Hundreds Mourn Civil Rights Hero in Montgomery
Hundreds of mourners paid their respects Friday to a Civil Rights icon who changed their city and the nation.
MONTGOMERY, Ala. -- Hundreds of mourners paid their respects Friday to a Civil Rights icon who changed their city and the nation.
In a memorial service held at the Dexter Avenue King Memorial Baptist Church, Rosa Parks was remembered as a hero whose refusal to give up her seat on a bus helped spark the Civil Rights Movement.
"Without Rosa Parks, maybe there might not have been a Dr. Martin Luther King, (and) maybe the Civil Rights Movement would have begun elsewhere," Southern Poverty Law Center co-founder Morris Dees told a standing-room only crowd.
"And maybe there would have been no Southern Poverty Law Center (because) I was inspired by Rosa Parks."
Speaking at the same church from where Dr.
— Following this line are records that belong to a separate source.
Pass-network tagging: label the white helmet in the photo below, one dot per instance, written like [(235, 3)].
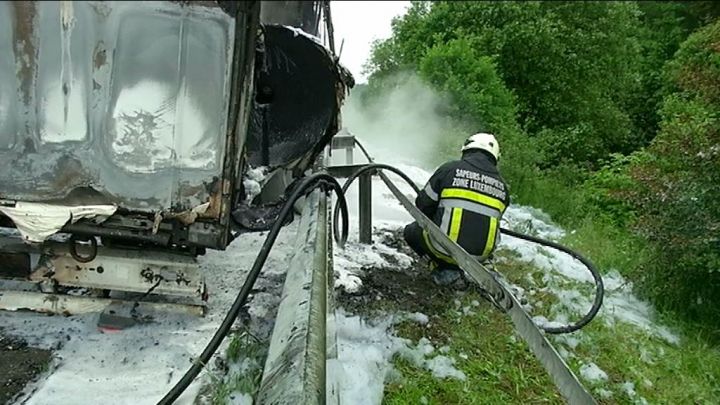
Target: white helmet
[(483, 141)]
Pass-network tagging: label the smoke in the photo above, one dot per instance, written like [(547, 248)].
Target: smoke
[(402, 122)]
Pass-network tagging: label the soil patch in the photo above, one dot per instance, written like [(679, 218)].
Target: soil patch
[(399, 287)]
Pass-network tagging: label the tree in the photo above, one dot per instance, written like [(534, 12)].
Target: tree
[(572, 65), (678, 199)]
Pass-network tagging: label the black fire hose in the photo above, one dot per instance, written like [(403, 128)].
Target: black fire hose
[(307, 185), (599, 287)]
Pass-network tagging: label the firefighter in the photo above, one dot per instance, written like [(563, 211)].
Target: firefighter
[(466, 198)]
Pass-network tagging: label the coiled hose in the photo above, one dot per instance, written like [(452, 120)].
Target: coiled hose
[(308, 184), (599, 286)]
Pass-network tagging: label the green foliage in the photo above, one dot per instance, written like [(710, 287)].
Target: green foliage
[(608, 115), (678, 198), (555, 56)]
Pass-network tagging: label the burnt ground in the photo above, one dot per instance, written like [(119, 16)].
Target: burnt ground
[(406, 288), (20, 364)]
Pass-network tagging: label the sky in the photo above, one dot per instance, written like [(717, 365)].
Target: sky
[(359, 23)]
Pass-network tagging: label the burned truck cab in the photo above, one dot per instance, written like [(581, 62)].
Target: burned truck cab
[(136, 135)]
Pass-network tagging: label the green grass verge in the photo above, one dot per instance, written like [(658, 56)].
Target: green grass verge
[(245, 356)]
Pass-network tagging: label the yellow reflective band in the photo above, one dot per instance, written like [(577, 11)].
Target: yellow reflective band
[(473, 196), (491, 237), (455, 224), (434, 251)]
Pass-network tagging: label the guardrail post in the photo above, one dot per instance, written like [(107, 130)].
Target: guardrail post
[(366, 208)]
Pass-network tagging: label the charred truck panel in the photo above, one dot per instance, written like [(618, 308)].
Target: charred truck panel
[(145, 107)]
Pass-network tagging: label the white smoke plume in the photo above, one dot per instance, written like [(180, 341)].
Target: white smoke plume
[(404, 124)]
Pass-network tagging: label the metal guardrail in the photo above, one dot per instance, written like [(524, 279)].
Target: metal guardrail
[(566, 381)]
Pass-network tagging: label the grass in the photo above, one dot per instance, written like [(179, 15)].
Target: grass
[(499, 367), (660, 372)]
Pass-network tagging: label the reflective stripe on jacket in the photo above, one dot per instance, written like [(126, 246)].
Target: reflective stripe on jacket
[(466, 199)]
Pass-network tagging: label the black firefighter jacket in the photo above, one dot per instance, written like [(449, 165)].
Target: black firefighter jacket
[(466, 198)]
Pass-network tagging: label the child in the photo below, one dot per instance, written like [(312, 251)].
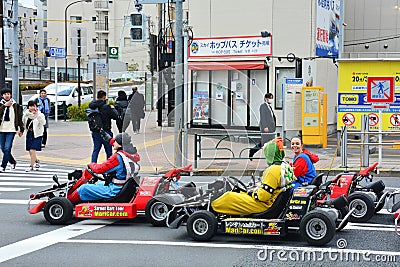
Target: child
[(34, 122)]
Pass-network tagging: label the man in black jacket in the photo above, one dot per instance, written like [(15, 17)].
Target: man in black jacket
[(267, 123), (108, 113)]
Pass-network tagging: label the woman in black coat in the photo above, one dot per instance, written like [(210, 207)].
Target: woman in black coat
[(121, 104)]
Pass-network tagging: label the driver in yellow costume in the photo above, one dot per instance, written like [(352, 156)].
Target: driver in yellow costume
[(277, 178)]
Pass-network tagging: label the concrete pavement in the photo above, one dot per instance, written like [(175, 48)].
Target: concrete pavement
[(70, 143)]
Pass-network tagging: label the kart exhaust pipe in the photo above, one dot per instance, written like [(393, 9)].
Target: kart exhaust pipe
[(346, 218)]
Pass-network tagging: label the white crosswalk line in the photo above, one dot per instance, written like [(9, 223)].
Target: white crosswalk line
[(6, 189), (15, 180)]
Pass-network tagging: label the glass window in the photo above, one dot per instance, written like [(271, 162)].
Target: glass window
[(219, 97), (239, 96), (280, 75), (258, 88), (201, 97)]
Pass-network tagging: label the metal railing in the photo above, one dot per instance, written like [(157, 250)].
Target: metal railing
[(234, 143), (364, 142)]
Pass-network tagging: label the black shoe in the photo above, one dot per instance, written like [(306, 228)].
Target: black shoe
[(251, 154)]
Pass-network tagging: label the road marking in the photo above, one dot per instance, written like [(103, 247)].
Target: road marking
[(102, 156), (35, 243), (7, 189), (19, 201), (235, 246), (24, 184)]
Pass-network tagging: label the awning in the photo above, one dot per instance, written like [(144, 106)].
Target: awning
[(227, 65)]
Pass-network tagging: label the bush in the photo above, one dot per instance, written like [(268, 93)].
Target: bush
[(77, 114)]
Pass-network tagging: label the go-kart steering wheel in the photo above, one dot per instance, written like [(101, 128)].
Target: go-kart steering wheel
[(237, 185), (95, 176)]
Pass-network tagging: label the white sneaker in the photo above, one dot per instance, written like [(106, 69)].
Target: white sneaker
[(29, 169)]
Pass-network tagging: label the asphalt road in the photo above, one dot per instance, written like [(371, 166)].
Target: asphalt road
[(28, 240)]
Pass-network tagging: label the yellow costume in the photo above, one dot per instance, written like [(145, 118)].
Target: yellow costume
[(276, 178)]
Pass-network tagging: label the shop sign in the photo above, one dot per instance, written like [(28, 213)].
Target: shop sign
[(231, 47)]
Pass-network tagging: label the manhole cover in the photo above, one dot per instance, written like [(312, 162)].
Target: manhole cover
[(225, 163)]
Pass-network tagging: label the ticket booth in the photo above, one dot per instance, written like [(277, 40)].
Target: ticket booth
[(314, 116)]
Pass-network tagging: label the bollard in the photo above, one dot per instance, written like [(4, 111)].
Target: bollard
[(365, 140), (65, 111), (343, 147)]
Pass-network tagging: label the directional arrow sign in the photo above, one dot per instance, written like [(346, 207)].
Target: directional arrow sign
[(58, 52)]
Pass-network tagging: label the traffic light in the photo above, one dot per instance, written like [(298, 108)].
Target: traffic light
[(138, 27)]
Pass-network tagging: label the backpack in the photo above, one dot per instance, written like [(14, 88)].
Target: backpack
[(95, 119)]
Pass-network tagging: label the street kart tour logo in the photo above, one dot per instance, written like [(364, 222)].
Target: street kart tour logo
[(194, 47)]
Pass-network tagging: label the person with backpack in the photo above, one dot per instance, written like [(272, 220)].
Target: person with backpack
[(34, 122), (43, 104), (121, 104), (118, 169), (10, 124), (100, 123), (136, 109)]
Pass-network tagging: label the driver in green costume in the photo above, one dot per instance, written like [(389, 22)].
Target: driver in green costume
[(277, 178)]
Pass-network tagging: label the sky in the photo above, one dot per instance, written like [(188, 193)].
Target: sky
[(27, 3)]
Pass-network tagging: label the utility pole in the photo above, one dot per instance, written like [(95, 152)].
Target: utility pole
[(79, 67), (15, 46), (178, 114), (2, 56)]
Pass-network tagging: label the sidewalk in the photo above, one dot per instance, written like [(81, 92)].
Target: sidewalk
[(70, 143)]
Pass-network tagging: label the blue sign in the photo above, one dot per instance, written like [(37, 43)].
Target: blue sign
[(58, 52), (294, 80)]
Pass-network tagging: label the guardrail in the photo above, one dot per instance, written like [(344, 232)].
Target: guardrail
[(227, 142)]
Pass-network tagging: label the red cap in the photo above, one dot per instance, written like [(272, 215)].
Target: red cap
[(112, 140)]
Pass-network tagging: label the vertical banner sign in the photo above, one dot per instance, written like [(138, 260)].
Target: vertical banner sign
[(365, 87), (327, 27)]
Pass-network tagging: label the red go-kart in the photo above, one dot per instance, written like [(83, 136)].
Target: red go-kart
[(365, 198), (130, 202)]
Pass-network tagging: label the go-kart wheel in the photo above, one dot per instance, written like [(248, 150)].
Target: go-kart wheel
[(317, 227), (380, 204), (342, 213), (364, 207), (237, 185), (58, 210), (202, 225), (156, 212)]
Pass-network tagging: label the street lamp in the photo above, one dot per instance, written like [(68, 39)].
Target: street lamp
[(66, 34)]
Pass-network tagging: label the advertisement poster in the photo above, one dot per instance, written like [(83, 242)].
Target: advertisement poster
[(200, 107), (230, 46), (327, 27), (353, 95), (309, 72)]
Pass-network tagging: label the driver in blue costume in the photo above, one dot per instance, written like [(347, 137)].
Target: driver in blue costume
[(117, 165)]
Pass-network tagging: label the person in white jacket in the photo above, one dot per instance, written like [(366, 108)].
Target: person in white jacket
[(34, 122)]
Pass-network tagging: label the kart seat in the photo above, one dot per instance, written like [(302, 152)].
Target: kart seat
[(125, 195), (276, 209)]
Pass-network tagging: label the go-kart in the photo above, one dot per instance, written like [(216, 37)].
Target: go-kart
[(299, 211), (396, 221), (130, 202), (366, 199)]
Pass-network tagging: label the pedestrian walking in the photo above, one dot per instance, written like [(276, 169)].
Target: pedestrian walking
[(121, 105), (107, 113), (43, 103), (34, 122), (136, 109), (10, 124), (267, 123)]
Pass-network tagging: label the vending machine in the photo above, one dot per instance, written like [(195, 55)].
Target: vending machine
[(314, 116)]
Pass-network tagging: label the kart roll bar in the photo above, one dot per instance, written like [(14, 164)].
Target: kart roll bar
[(366, 171), (177, 171)]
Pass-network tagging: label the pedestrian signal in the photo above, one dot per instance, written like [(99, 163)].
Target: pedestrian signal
[(138, 27)]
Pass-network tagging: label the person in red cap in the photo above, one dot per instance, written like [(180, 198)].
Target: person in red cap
[(303, 163), (120, 166)]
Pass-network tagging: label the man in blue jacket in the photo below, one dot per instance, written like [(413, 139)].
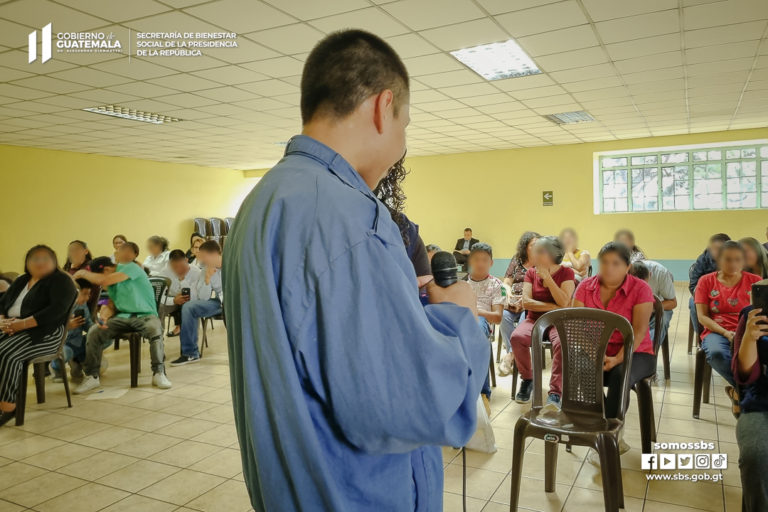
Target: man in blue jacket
[(344, 386)]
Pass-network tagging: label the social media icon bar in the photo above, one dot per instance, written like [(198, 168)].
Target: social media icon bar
[(667, 460), (649, 461), (701, 461), (684, 461)]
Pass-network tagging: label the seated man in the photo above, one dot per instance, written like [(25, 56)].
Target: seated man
[(463, 246), (490, 297), (209, 302), (134, 300), (662, 284), (183, 277), (706, 263), (79, 324)]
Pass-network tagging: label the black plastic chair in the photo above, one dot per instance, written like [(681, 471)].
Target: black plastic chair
[(584, 335), (159, 286), (643, 387), (40, 363)]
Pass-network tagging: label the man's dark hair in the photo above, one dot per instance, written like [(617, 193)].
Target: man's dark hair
[(617, 248), (83, 284), (133, 246), (481, 247), (345, 69), (211, 246), (97, 265), (640, 271), (176, 255)]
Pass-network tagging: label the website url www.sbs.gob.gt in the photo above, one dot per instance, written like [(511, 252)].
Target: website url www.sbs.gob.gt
[(685, 477)]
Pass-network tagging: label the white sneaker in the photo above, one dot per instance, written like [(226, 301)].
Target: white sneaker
[(90, 382), (161, 381)]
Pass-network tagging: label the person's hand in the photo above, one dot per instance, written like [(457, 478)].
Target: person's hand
[(459, 293), (753, 329), (75, 322), (610, 362), (180, 299)]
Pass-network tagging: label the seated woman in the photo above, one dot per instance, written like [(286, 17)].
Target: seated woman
[(719, 298), (626, 237), (33, 314), (117, 241), (750, 347), (191, 254), (157, 261), (614, 289), (755, 257), (578, 259), (514, 278), (548, 286)]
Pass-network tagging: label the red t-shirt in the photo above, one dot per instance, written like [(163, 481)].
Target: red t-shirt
[(541, 292), (634, 291), (724, 303)]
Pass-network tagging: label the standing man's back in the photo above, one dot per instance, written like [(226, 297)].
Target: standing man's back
[(344, 386)]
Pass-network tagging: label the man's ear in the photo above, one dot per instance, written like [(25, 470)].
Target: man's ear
[(383, 108)]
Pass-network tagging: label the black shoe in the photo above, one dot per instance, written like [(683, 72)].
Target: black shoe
[(185, 360), (524, 395), (6, 417)]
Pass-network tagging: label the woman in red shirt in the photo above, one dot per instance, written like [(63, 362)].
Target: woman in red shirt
[(719, 298), (547, 286), (614, 290)]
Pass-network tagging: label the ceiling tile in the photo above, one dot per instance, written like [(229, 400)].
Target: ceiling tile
[(543, 19), (424, 14), (637, 27)]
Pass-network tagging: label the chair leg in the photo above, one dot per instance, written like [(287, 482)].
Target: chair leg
[(645, 411), (698, 381), (21, 396), (550, 465), (39, 374), (66, 382), (665, 355), (607, 449), (518, 451), (134, 345), (706, 383), (691, 333)]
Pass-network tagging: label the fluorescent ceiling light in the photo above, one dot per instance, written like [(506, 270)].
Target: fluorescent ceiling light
[(497, 60), (135, 115), (570, 117)]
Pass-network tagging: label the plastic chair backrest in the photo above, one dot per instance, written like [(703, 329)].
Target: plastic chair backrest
[(159, 286), (202, 226), (584, 334)]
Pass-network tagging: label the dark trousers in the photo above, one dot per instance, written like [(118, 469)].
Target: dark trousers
[(643, 365)]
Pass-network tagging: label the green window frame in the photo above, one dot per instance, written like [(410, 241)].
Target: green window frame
[(688, 178)]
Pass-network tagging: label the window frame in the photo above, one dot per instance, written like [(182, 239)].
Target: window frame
[(759, 160)]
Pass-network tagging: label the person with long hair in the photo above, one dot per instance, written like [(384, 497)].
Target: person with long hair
[(33, 317), (755, 257), (514, 278), (78, 256), (390, 192), (627, 237)]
Martin Luther King Jr. helped direct the Montgomery Busy Boycott started by Parks, Dees and others credited Parks with inspiring not only the Civil Rights Movement, but other movements for justice and equality around the world.
"Rosa Parks was the inspiration not because of any great speech, but simply by the act of her being who she was, someone who refused to let anyone or anything force her to compromise her spirit," said civil rights activist Andrew Young.
Young said Parks led "a life of quiet dignity and self-respect that refused to bow down to laws that she knew were unjust and unfair."
Since her death, mourners across the country have attended services in honor of Parks, who was known to many as the Mother of the Civil Rights Movement. In many cities, including Montgomery, officials roped off seats at the front of buses to honor Parks' act of courage.
On Dec. 1, 1955, Parks refused to give up her seat to a white man on a segregated public bus. The act prompted her arrest and a 381-day boycott of the city's buses, and helped launch Dr. Martin Luther King into the national spotlight.
In recent months many of Parks' supporters have approached current Montgomery Mayor Bobby Bright, asking him to issue an official pardon to Parks. On Friday, Bright said he sees her legacy differently.
"Instead of pardoning her," Bright said, "We should be begging for her pardon for how we treated her."
During the service, speakers called for celebration and inspiration as well as mourning.
"What Rosa Parks would ask us to do is one simple thing," said Bright. "She would want us to go back to our communities and find one thing that we can make different (that would make) life better for the people living there."
"I hope the people of Montgomery can continue to live in her spirit," said Young. "Rosa Parks brought us to the kingdom, and we love her and thank her."